Beyond all of that LifeFlight has changed how rural Maine cares for its critically ill and injured. When communication is good, a local hospital can know it is going to need LifeFlight before the injured patient even arrives in its ED. It calls LifeFlight, does what has to be done to stabilize the patient while the helicopter is en route, and as soon as the LifeFlight team arrives flies the patient out to a state trauma center.
Doctors in rural hospital EDs can now save some patients we would never have saved, and get the kinds of care for patients in rural Maine which was previously unavailable because they were too far from the trauma centers and heart centers. We can also hope for better outcomes in some patients who, while they would have survived without LifeFlight, might now survive in much better shape.
But LifeFlight is not just about flying patients out of rural hospitals. Without the rural hospitals, and the ground ambulance crews which emergently transport more than 200,000 Mainers to them each year, prayers are all that many of the sickest and most injured Mainers could be offered. Rural Maine’s hospitals and ground ambulance emergency medical crews are partners with LifeFlight in a life-saving chain of survival, no one link more important than the others, and every link useless without the others.

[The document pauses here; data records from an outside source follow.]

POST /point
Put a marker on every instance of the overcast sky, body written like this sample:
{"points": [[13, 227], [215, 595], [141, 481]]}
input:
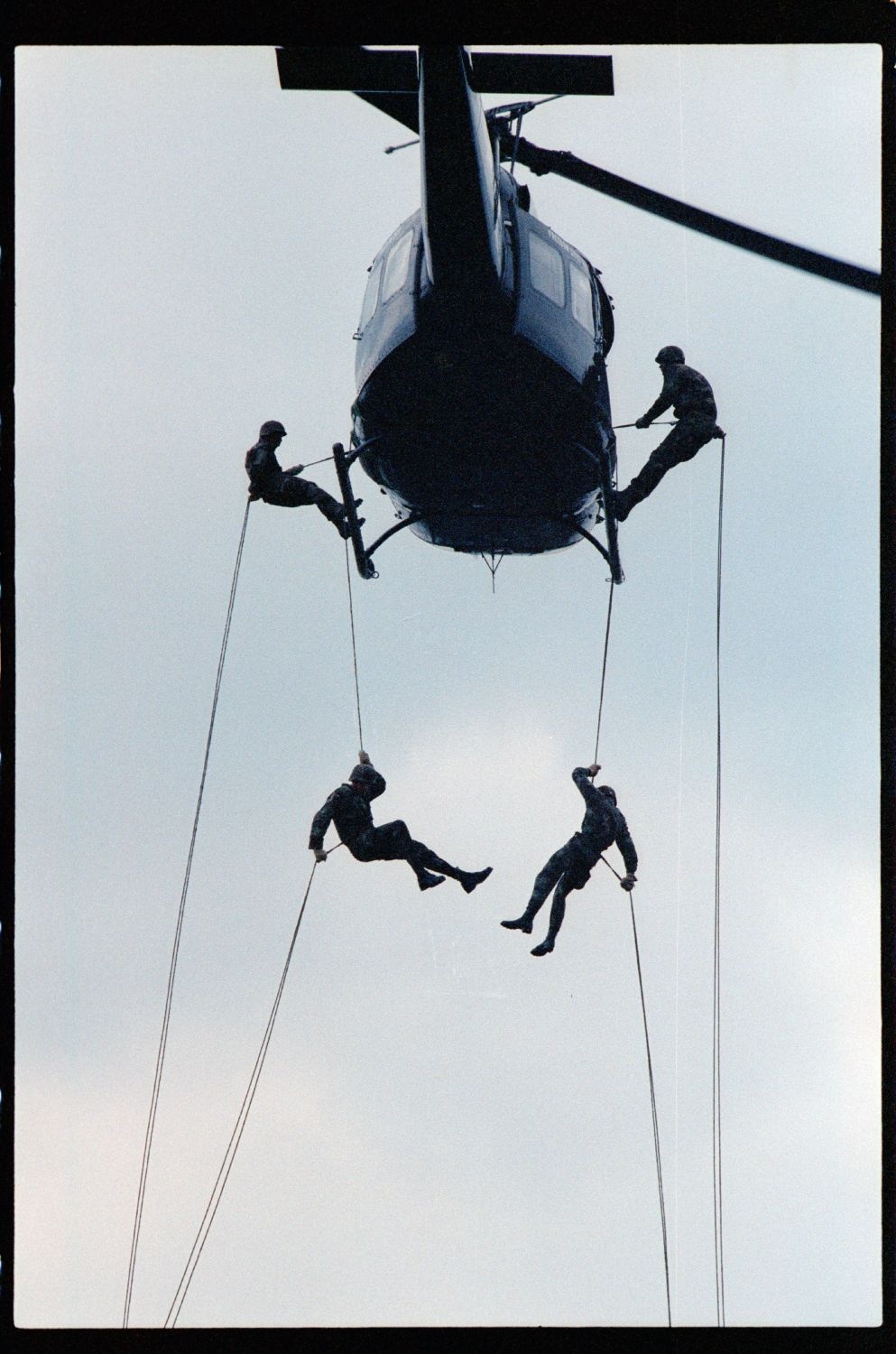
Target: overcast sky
{"points": [[447, 1129]]}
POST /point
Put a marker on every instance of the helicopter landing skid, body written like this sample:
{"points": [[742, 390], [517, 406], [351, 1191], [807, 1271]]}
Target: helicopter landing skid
{"points": [[362, 555], [611, 550]]}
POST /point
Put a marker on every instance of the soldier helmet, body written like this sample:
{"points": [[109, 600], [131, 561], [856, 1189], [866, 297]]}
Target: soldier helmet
{"points": [[363, 776]]}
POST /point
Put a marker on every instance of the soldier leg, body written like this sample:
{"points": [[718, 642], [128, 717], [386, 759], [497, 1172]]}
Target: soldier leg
{"points": [[544, 882], [393, 841], [421, 858], [681, 444], [558, 912], [295, 493]]}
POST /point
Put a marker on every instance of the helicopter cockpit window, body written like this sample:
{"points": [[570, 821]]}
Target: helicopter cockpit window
{"points": [[370, 295], [395, 274], [582, 305], [546, 267]]}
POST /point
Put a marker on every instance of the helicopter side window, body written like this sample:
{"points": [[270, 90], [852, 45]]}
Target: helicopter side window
{"points": [[395, 274], [370, 295], [546, 270], [582, 303]]}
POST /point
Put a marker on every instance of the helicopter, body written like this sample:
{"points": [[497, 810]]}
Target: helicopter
{"points": [[482, 403]]}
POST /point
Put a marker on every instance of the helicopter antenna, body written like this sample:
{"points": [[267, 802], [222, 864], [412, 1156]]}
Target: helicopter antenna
{"points": [[492, 566]]}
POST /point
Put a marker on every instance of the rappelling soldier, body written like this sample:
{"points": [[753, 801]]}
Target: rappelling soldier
{"points": [[695, 408], [349, 810], [283, 487], [570, 867]]}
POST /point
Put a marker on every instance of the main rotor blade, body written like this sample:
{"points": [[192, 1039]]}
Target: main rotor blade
{"points": [[570, 167]]}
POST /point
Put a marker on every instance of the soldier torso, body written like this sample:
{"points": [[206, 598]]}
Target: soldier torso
{"points": [[351, 812], [690, 393], [263, 466]]}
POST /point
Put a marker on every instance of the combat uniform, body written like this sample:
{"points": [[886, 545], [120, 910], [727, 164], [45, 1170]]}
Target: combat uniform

It’s easy to see LifeFlight as just a pair of sleek, green and white helicopters but the truth is that when you see them flying you are seeing the hopes and efforts of an entire state “whup-whupping” by. Onboard every helicopter is a pilot, a critical care nurse and a critical care paramedic. Back on the ground, however, is a crew of mechanics, the communications staff, the administrative support staff; EMMC and CMMC which train and house LifeFlight’s staff; the parent corporations of Eastern Maine Healthcare and Central Maine Healthcare; other hospitals and communities across the state which have built helipads, trained staff to promote safe landings, installed navigation gear, and raised money to make it all possible. In Rockport there is even a group of volunteers who will drive families of LifeFlight patients to wherever the helicopter took their loved one. LifeFlight flies the helicopters, but Maine’s people are the air beneath its rotors.
Five years after LifeFlight of Maine was first launched as the fulfillment of a dream, it has saved hundreds of lives, many limbs, and countless hopes. That’s pretty good for a critical care air medical transport program so young that if it was a kid it would still need shots. That’s pretty good for Maine, too, where saving a life in the slow lane is easier to do these days because there are LifeFlight helicopters flying critical care crews at 160 mph in the fast lane.
Erik Steele, D.O. is a physician in Bangor, an administrator at Eastern Maine Medical Center, and is on the staff of several hospital emergency rooms in the region.